The College Success Program is named in honor of Kolajo Paul Afolabi, who was a volunteer, donor, and Board member at College Visions and who passed away unexpectedly in 2011.
Kolajo was a rising star in the academic world, exploring higher education persistence efforts. While Kolajo’s academic work predicted a future in shaping large-scale higher education policy, he maintained a strong commitment to impacting his local community. And his research focused on ensuring disadvantaged populations have access to educational opportunity. It was with this spirit that he got involved at College Visions.
It was truly a privilege to count Kolajo as a member of the College Visions family, and we are eternally grateful for his energetic contributions to our organization and our field. His deep knowledge about college access and success and his infectious smile added much to our work. Naming the College Success Program in Kolajo's honor affirms our dedication to promoting college completion, a cause about which he was passionate, knowledgeable, and forward thinking.
Kolajo Paul Afolabi focused his career in research on helping low-income, first-generation Americans pursue higher education. Kolajo was a 2003 graduate of Brown who earned special academic honors for his studies in public policy and American institutions. After graduation from Brown, Kolajo worked in educational consulting at Policy Study Associates in Washington, DC where he continued this line of work.
In 2007, Kolajo began a doctoral program in education at Harvard. His research focused on college access and success, community colleges, financial aid, and student success programs. His dissertation was to focus on the transfer function of community colleges for low-income students. While pursuing his doctorate at Harvard, Kolajo remained connected to Providence and the Brown community by teaching as an adjunct professor at Brown in the Department of Education in the fall of 2011.

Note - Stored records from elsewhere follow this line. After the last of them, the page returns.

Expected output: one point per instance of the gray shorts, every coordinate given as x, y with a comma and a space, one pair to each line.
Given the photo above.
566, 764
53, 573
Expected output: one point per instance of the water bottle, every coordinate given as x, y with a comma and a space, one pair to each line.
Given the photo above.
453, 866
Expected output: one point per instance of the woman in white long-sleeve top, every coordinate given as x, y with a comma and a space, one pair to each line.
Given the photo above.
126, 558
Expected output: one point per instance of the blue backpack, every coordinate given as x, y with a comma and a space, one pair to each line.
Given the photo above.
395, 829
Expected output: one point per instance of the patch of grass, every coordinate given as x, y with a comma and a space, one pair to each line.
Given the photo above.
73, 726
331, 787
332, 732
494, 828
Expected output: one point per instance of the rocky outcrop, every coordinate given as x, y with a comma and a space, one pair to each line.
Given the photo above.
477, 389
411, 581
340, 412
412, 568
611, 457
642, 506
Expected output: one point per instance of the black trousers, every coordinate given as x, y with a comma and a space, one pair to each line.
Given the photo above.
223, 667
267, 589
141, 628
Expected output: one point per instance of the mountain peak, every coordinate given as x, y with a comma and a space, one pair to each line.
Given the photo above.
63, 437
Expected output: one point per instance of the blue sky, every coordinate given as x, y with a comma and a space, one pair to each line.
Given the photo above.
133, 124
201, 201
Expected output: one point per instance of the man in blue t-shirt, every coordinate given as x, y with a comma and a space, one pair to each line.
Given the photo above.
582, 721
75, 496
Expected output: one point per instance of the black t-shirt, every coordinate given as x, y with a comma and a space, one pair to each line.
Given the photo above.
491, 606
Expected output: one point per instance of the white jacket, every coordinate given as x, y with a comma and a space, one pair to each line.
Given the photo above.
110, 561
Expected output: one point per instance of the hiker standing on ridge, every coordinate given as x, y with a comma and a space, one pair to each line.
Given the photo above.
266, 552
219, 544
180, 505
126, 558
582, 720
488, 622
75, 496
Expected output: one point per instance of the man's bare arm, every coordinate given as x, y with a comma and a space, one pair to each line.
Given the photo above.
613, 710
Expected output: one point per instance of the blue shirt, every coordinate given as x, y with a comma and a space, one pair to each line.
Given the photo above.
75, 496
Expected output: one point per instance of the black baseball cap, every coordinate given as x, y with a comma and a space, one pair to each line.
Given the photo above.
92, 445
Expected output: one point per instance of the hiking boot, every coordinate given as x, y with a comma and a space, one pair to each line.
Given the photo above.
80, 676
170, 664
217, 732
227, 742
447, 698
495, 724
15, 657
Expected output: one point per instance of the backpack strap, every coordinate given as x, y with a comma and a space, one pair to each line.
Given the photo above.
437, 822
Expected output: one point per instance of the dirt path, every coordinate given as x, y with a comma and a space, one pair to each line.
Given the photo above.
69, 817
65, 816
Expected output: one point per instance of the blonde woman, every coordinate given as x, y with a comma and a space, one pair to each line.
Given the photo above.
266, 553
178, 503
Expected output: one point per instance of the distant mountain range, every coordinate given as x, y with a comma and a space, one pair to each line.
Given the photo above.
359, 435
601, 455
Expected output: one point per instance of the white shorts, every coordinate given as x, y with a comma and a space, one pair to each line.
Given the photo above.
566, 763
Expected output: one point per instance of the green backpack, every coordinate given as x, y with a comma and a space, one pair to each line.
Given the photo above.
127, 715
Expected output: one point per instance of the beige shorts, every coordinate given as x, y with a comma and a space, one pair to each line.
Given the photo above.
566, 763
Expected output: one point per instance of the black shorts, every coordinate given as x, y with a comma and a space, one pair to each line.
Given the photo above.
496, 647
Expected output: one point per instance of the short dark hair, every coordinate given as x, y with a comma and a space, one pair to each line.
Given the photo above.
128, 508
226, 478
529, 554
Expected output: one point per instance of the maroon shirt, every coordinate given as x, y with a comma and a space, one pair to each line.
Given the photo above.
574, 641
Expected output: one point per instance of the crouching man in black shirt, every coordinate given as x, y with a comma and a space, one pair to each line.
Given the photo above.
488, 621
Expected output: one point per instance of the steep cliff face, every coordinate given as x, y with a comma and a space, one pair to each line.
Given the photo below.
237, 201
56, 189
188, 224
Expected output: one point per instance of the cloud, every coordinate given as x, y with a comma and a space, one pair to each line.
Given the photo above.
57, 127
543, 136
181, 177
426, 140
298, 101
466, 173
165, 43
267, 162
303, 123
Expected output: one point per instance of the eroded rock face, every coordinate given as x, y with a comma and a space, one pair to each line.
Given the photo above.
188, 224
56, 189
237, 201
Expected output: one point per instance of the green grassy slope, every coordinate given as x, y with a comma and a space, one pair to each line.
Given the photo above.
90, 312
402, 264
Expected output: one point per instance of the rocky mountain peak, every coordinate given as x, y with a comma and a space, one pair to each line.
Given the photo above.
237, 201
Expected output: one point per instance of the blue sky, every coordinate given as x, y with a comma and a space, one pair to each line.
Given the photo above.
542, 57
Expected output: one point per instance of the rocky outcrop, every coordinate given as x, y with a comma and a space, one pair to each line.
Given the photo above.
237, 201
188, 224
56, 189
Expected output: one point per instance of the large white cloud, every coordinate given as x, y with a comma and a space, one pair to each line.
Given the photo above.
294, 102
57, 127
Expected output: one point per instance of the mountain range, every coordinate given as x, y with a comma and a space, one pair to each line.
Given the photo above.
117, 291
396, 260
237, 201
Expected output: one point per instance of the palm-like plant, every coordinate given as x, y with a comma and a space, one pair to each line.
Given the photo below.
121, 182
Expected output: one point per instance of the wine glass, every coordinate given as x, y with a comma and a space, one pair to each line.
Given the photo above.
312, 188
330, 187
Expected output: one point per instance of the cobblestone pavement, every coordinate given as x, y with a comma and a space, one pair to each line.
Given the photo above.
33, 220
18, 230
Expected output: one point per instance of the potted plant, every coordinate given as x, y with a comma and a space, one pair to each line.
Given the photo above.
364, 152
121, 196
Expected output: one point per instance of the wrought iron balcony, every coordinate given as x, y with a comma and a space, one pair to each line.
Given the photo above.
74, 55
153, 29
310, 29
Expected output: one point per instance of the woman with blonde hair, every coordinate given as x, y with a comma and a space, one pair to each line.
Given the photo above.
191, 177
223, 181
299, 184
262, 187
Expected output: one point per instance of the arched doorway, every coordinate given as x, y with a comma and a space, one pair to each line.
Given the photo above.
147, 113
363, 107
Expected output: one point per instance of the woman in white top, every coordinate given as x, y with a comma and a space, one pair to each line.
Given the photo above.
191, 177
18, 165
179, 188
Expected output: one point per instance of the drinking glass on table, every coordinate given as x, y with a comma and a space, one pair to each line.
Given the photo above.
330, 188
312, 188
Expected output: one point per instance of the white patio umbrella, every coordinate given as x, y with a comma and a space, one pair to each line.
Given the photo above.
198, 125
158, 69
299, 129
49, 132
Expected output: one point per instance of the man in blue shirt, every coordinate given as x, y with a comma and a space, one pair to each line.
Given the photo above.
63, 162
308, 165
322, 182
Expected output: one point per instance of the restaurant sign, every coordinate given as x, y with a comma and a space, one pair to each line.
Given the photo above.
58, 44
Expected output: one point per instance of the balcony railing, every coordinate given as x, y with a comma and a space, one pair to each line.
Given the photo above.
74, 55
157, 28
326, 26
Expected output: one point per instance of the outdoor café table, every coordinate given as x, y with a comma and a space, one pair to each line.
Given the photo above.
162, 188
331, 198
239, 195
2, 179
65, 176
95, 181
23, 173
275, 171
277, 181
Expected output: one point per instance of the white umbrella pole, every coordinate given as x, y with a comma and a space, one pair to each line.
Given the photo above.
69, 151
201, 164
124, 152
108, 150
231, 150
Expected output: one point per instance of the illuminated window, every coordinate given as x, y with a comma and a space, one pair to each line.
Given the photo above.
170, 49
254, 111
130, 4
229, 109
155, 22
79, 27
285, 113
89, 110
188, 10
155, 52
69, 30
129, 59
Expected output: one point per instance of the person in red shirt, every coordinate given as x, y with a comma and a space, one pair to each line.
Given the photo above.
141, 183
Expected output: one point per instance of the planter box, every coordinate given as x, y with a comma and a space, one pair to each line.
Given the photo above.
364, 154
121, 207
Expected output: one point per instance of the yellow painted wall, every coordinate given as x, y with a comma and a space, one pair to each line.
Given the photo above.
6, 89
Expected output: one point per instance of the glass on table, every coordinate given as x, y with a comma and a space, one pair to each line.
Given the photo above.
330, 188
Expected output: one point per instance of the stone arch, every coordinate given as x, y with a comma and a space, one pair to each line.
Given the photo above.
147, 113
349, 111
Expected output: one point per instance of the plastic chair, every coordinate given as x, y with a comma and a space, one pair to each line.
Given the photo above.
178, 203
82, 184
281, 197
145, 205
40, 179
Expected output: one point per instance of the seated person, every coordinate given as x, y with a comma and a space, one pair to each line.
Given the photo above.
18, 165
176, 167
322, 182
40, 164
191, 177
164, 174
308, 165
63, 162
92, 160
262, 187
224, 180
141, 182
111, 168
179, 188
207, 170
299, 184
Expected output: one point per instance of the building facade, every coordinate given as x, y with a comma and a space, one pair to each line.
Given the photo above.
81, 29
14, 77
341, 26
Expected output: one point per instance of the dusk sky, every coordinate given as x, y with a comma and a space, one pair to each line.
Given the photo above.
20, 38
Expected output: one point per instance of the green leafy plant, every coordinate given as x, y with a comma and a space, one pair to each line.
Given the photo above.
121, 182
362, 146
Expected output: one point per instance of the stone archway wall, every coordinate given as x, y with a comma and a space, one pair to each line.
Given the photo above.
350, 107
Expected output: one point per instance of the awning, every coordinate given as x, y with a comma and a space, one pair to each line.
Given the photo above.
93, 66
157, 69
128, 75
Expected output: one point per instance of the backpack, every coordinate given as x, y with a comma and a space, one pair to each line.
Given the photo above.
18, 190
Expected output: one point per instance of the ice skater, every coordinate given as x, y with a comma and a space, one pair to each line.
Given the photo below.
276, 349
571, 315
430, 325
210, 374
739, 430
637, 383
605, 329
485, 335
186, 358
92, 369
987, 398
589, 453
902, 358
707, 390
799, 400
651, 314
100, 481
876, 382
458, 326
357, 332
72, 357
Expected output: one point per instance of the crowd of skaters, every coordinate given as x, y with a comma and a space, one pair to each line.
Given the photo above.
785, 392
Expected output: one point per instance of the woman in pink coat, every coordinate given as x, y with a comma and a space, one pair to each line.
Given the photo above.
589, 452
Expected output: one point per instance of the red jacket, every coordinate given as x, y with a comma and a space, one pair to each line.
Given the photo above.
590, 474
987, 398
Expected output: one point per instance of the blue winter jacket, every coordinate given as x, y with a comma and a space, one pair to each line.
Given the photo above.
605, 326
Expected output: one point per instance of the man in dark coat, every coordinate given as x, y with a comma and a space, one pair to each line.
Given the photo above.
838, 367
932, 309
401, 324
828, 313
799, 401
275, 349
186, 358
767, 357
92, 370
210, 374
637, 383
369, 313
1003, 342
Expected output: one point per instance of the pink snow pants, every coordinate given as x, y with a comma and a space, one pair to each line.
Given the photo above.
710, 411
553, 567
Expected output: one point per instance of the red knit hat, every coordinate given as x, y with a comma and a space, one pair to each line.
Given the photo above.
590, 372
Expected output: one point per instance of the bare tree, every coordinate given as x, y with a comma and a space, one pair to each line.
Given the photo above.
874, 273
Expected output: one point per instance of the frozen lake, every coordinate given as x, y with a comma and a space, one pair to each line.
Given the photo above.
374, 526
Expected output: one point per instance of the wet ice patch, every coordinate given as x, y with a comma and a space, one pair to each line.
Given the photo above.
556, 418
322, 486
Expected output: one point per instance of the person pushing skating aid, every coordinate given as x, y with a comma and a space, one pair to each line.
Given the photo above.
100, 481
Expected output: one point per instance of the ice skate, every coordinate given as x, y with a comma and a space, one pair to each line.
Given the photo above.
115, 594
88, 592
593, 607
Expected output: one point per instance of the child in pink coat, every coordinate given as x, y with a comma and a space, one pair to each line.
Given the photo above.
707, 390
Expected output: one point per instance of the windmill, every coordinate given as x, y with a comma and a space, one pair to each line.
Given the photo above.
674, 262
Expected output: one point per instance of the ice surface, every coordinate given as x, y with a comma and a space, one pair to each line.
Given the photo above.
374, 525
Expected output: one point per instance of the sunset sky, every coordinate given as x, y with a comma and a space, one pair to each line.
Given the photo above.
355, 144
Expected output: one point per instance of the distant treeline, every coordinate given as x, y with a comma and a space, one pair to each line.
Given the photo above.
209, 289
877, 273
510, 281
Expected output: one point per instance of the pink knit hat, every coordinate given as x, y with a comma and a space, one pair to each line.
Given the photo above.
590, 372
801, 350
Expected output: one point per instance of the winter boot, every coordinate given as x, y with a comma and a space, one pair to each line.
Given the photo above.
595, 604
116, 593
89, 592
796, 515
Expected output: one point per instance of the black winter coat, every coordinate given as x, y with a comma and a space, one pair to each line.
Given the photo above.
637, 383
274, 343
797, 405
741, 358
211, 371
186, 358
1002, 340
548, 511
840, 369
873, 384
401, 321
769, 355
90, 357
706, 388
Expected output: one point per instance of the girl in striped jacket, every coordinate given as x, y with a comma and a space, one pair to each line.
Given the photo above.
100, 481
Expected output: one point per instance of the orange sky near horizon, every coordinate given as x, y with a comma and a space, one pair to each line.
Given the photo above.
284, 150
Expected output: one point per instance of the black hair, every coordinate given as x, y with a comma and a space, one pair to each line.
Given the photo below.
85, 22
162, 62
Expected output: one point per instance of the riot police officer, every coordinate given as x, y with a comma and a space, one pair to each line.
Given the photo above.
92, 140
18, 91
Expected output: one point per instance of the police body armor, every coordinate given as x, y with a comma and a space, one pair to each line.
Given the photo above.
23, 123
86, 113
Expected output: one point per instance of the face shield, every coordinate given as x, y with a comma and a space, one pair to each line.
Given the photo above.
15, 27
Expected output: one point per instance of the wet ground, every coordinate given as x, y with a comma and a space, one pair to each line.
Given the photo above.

Among his many accomplishments, Kolajo served on the Editorial Board of the Harvard Educational Review and received numerous honors and awards, including the Harvard Harold A. Berry Scholarship, the Harvard University Presidential Fellowship, the Education Pioneers Fellowship, and the Taubman Center’s Frederick Lippitt Prize.
In his memory, the Harvard Graduate School of Education awarded the first Kolajo Paul Afolabi Award for Commitment to Educational Justice in 2012.